# My goofy spaniel



## TippysMom (Oct 3, 2008)

This is Mac - he's just a riot, a little neurotic, but what spaniel isn't?? Isn't he cute!?


----------



## PeanutsMommy (Dec 7, 2008)

that picture he looks like a sweetheart!


----------



## TippysMom (Oct 3, 2008)

PeanutsMommy said:


> that picture he looks like a sweetheart!


Oh he is a sweetheart - a real love bug! He just doesn't like things out of place. If my hubby leaves the lawnmower out of the shed, he barks at it in the morning because it doesn't belong there. He has one of those 'loofa dog' stuffed squeaky toys that has become his security blanket. He has to take attendance of us if we're not in the same room. 

He's a nut, but he's a really loveable nut! :biggrin: We wouldn't trade him for anything!

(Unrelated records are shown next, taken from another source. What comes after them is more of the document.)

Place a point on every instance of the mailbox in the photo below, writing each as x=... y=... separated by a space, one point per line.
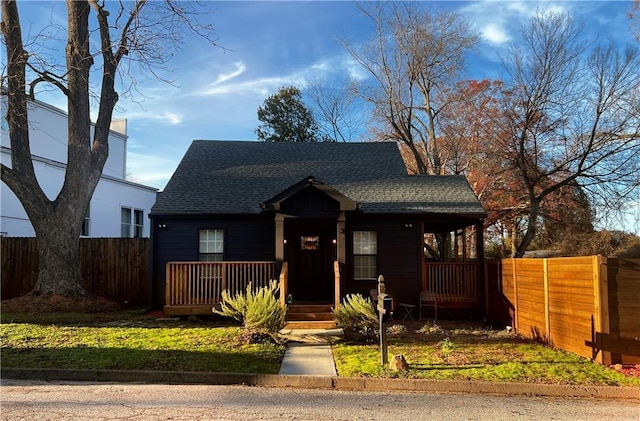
x=384 y=306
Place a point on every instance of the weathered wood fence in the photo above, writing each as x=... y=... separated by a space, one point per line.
x=114 y=268
x=586 y=305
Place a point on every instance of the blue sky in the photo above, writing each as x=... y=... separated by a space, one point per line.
x=273 y=44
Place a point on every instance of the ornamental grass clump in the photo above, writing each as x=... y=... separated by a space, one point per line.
x=357 y=318
x=258 y=310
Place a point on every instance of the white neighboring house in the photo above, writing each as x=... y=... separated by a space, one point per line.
x=118 y=208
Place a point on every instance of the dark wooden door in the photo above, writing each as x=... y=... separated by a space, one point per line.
x=310 y=252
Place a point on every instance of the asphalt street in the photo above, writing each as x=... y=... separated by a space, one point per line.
x=29 y=399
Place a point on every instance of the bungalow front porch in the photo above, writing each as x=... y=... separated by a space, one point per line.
x=194 y=288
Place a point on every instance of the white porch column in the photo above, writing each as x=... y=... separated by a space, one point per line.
x=279 y=237
x=341 y=248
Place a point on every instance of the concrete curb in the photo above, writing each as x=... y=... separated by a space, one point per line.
x=325 y=382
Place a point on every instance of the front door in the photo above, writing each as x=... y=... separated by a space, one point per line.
x=310 y=251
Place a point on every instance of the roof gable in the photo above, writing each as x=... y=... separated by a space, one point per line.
x=344 y=203
x=237 y=177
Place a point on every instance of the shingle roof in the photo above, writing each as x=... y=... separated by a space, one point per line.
x=234 y=177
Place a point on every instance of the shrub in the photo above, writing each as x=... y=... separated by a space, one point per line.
x=259 y=310
x=357 y=318
x=397 y=330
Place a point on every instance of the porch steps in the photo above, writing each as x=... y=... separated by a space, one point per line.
x=310 y=316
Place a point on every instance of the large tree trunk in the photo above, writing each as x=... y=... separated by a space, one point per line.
x=532 y=228
x=59 y=255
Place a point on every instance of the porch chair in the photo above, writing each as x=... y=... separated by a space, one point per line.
x=428 y=299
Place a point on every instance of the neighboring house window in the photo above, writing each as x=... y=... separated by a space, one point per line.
x=365 y=251
x=211 y=245
x=87 y=221
x=131 y=222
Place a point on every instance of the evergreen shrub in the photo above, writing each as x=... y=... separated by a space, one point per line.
x=258 y=310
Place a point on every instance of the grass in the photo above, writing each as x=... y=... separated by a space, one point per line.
x=473 y=354
x=133 y=341
x=130 y=341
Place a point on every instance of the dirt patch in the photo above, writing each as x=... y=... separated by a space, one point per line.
x=627 y=369
x=58 y=303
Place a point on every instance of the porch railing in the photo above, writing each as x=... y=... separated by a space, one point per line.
x=453 y=281
x=202 y=283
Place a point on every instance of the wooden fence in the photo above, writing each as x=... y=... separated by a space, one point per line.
x=586 y=305
x=114 y=268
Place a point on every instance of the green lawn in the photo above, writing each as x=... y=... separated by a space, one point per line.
x=132 y=341
x=473 y=353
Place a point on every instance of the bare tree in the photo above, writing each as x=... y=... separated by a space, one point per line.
x=414 y=57
x=570 y=118
x=634 y=15
x=139 y=33
x=333 y=105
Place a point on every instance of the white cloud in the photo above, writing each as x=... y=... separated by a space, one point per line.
x=495 y=34
x=223 y=77
x=150 y=170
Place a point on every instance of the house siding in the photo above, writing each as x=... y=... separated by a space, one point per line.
x=398 y=257
x=177 y=239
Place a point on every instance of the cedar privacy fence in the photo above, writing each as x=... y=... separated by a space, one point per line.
x=587 y=305
x=114 y=268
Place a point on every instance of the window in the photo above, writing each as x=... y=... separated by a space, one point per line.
x=86 y=223
x=309 y=243
x=211 y=245
x=131 y=222
x=365 y=250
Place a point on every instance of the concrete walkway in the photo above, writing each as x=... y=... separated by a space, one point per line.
x=309 y=352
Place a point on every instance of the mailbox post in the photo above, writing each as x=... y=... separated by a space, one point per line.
x=382 y=315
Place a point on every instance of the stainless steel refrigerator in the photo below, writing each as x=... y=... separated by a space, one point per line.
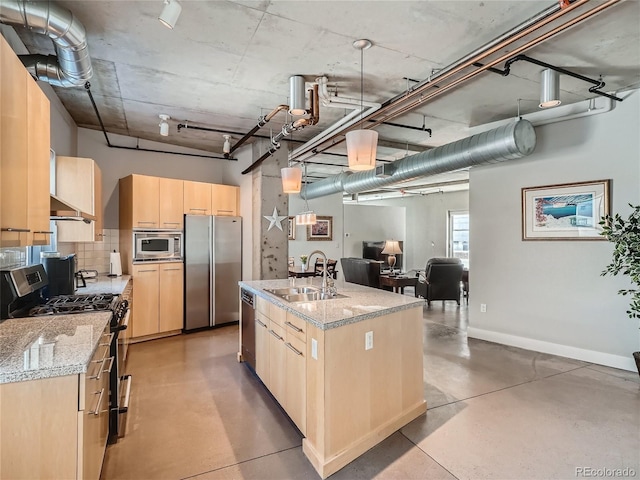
x=213 y=268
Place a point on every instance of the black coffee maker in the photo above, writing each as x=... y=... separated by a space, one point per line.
x=61 y=272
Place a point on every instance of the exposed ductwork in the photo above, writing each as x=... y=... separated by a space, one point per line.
x=72 y=66
x=507 y=142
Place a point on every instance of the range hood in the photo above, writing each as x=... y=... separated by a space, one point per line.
x=61 y=210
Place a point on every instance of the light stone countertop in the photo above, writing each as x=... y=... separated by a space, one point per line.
x=104 y=284
x=32 y=348
x=359 y=302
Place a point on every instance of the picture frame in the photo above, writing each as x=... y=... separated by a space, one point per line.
x=566 y=211
x=321 y=230
x=292 y=228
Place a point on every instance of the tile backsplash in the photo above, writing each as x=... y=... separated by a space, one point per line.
x=94 y=255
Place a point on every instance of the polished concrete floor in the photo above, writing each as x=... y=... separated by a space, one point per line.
x=494 y=412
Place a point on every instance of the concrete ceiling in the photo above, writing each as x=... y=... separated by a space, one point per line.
x=226 y=63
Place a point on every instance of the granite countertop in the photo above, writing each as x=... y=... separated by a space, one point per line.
x=104 y=284
x=359 y=302
x=42 y=347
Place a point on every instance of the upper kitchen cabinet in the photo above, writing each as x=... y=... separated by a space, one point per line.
x=197 y=198
x=24 y=155
x=150 y=202
x=225 y=200
x=79 y=182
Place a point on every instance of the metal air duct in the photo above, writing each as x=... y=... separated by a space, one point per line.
x=72 y=67
x=507 y=142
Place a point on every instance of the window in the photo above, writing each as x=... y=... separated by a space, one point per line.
x=459 y=236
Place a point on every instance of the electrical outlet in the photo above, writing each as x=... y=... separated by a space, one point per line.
x=368 y=340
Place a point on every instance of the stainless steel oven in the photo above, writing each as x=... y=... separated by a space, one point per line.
x=157 y=245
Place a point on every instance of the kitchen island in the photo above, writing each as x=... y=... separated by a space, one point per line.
x=348 y=371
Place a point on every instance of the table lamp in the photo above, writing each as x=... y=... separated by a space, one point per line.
x=391 y=248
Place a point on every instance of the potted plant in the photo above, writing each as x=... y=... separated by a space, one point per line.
x=625 y=235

He was on me in a 'sun puddle' on the couch and I had the camera and just aimed & shot. I can't believe you can't see any of me in it. It turned out really cute, I thought!:smile:


----------



## PeanutsMommy (Dec 7, 2008)

hey the dogs that are "nuts" are the best dogs. IMO they brighten up our lives. I personally love when my puppy does doofy stuff because I cant stop laughing and i swear that he can tell i thought it was funny because he gives me the "pitbull smile" (his mouth relaxed open) like hes laughing too.


----------



## ChattyCathy (Nov 22, 2008)

What a cute picture of a very cute dog!!!! It's the "nutty/goofy" animals that make us LOL. :biggrin:


----------



## Guest (Feb 19, 2009)

He looks very adorable --- he has those puppy dog eyes that melt your heart. "When he looks at you innocently with puppy dog eyes, as if he could do no wrong" He is lucky to have you and those sun puddles, too!


----------



## pinkcircles (Jan 21, 2009)

Lovely pic


----------